In 2012, the Company received termination payments from Ship Finance in the aggregate amount of $22.2 million in respect of the lease terminations for Titan Orion (ex-Front Duke) and Ticen Ocean (now renamed Front Lady). The Company made lease termination payments to Ship Finance in 2012 in the aggregate amount of $32.6 million in respect of the lease terminations for the OBO vessels Front Striver, Front Rider, Front Climber, Front Viewer and Front Guider which have been included in discontinued operations.

In May 2012, the Company paid $13.3 million for 3,546,000 shares in a private placement by Frontline 2012 of 56 million new ordinary shares at a subscription price of $3.75 per share. Following the private placement, the Company’s ownership in Frontline 2012 was reduced from 8.8% to 7.9%. The Company recognized a gain on the dilution of its ownership of $0.7 million in the second quarter of 2012.

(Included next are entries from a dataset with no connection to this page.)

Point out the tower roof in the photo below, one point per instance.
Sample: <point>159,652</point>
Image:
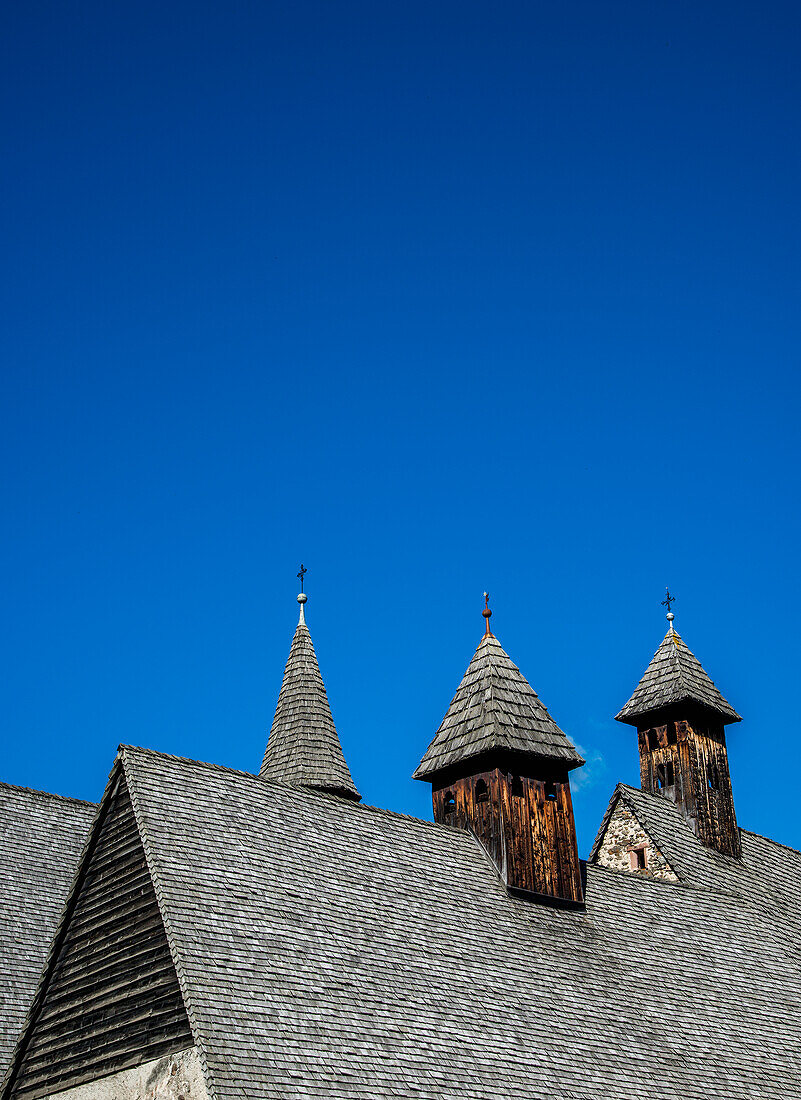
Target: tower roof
<point>304,748</point>
<point>675,675</point>
<point>495,708</point>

In 2011, the Company received termination payments from Ship Finance in the aggregate amount of $5.3 million in respect of the lease terminations for Front Ace and Ticen Sun (ex-Front Highness) and made termination payments to Ship Finance in the aggregate amount of $14.3 million in respect of the OBO vessel lease terminations for Front Leader and Front Breaker .

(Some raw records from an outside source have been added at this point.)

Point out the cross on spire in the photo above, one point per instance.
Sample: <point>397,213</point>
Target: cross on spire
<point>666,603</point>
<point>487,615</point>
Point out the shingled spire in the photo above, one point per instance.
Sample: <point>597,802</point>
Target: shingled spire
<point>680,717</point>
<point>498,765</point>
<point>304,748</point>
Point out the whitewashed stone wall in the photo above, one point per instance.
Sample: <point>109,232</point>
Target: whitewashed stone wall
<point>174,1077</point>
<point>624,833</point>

In September 2011, the Company negotiated the early termination of bare boat charters on three single hull VLCCs, Titan Orion (ex-Front Duke), Titan Aries (now renamed Edinburgh) and Ticen Ocean (now renamed Front Lady), which were being chartered in from Ship Finance. These three vessels were subsequently sold by Ship Finance. The Titan Orion (ex-Front Duke) was delivered, and the charter party with Ship Finance was terminated, on March 27, 2012. The Company received a compensation payment from Ship Finance of $10.6 million for the early termination of the charter. The Ticen Ocean (now renamed Front Lady) was delivered, and the charter party with Ship Finance was terminated, on November 27, 2012. The Company received a compensation payment from Ship Finance of $11.6 million for the early termination of the charter. The Titan Aries (now renamed Edinburgh) was delivered, and the charter party with Ship Finance was terminated, on February 16, 2013. Under the terms of the early termination of the bareboat charters, Ship Finance will pay the Company a termination fee in accordance with the charter ancillary agreement.

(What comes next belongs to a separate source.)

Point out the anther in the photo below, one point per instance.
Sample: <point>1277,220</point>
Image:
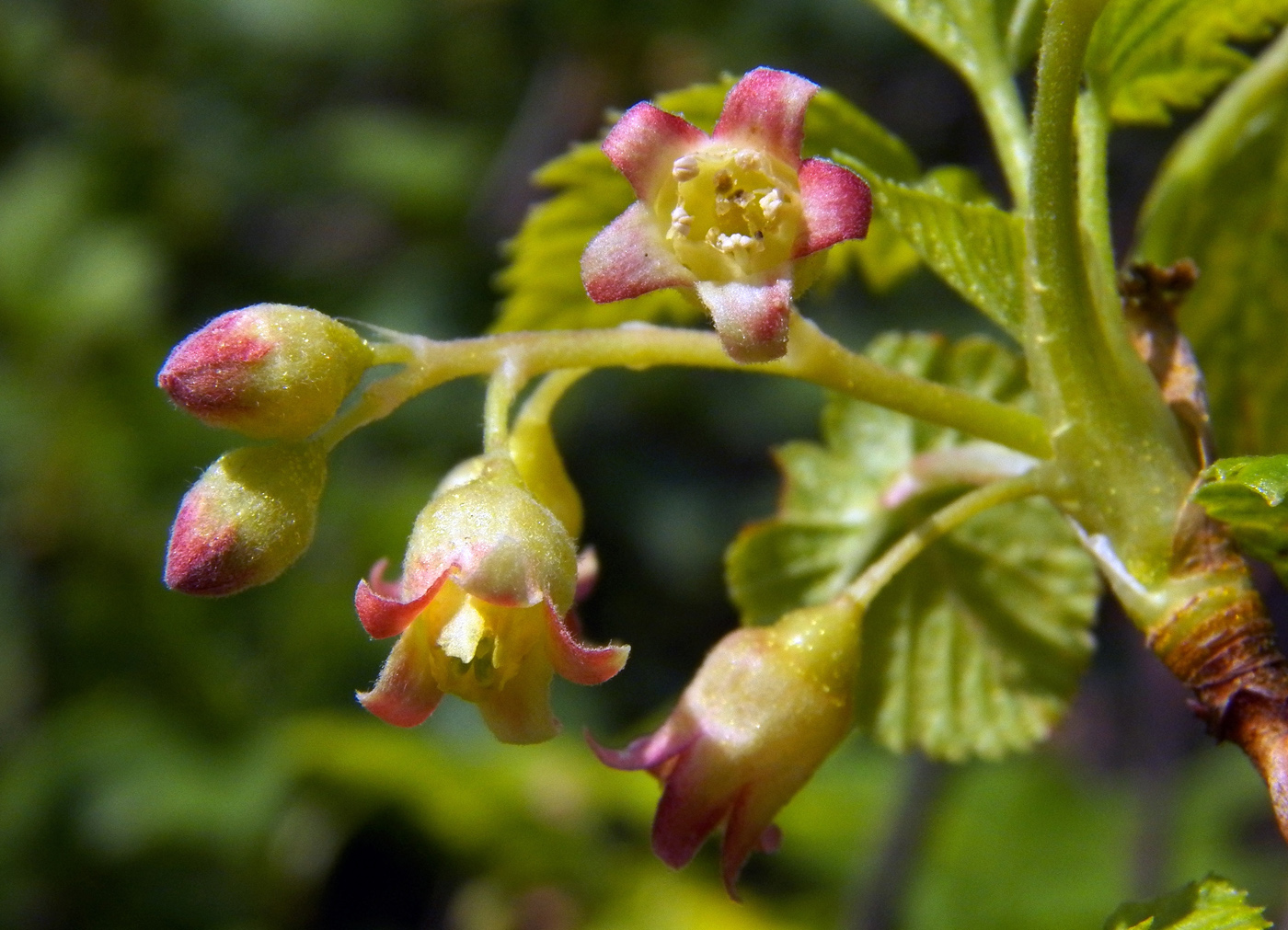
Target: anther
<point>685,167</point>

In October 2011, the Company sold the double hull Suezmax tanker, Front Hunter, to VTN Shipping Inc., a wholly owned subsidiary of Farahead Holdings Limited, and recognized a gain of $0.05 million in the fourth quarter of 2011.

In December 2011, Frontline completed a restructuring of the Company in which 15 subsidiaries were sold to Frontline 2012 Ltd, a related company that Frontline owns 8.8% of the share capital. At December 31, 2011, $10.5 million remains outstanding for working capital balances.

In December 2011, the Company and Ship Finance agreed to a rate reduction of $6,500 per day for all vessels leased from Ship Finance under long-term leases for a four year period that commenced on January 1, 2012. The Company paid Ship Finance up front compensation of $106.0 million on December 30, 2011, of which $50.0 million was a non-refundable prepayment of profit split and $56.0 million was a release of restricted cash serving as security for charter payments. The Company will compensate Ship Finance with 100% of any difference between the renegotiated rates and the average vessel earnings up to the original contract rates. In addition, the profit share above the original threshold rates was increased from 20% to 25%.